South Atlantic Blueprint Team and Southeast Climate Adaptation Science Center co-sponsored Science Seminar (Third Thursday Web Forum)
Speaker: Dr. Michelle Moorman, US Fish & Wildlife Service
Coastal wetland ecosystems provide critical habitat for many of the U.S. FWS's trust species, and they deliver important ecological functions. Two recognized threats to coastal wetland stability and the wildlife that depend on these ecosystems are the projected acceleration of rates of sea-level rise (SLR) and/or wetland subsidence. Uncertainty over the future of our coastal wetlands, particularly when considering static SLR inundation models, has motivated the U.S. FWS National Wildlife Refuge System to undertake systematic monitoring of coastal wetlands in NWRs across the country to determine if they will be resilient to SLR or undergo an ecological transformation. This will provide one piece of critical information needed to identify management actions needed to resist, accept or direct ecological transformations of coastal wetlands in the NWR system (Ezer and Atkinson 2014; Beckett et al. 2016).

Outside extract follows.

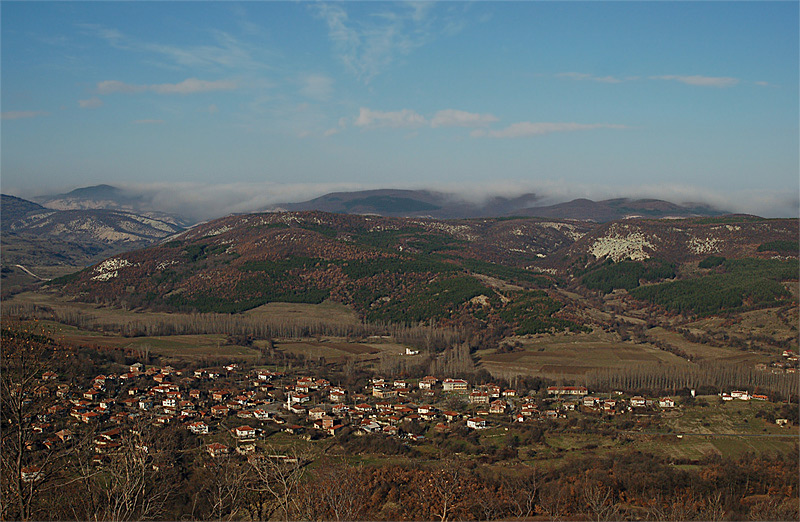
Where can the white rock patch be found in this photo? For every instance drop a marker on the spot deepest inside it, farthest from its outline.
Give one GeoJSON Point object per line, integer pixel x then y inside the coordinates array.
{"type": "Point", "coordinates": [109, 269]}
{"type": "Point", "coordinates": [703, 245]}
{"type": "Point", "coordinates": [621, 246]}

Coastal Wetland Elevation Monitoring (CWEM) Program has monitored site-specific surface elevation and accretion trends for priority coastal wetland habitats on NWR across the South Atlantic Basin since 2012. We have determined rates of wetland elevation change and compared them to NOAA estimates of sea level rise across four coastal habitat types: oligohaline marshes, salt marshes, forested wetlands, and pocosin wetlands. In the long run, this effort will improve our understanding of processes that may be contributing to the resilience or lack thereof within each coastal wetland type. Results also will help managers make ecologically informed decisions with respect to conservation and management on refuges, such as whether restoration or transformative actions should be considered for implementation.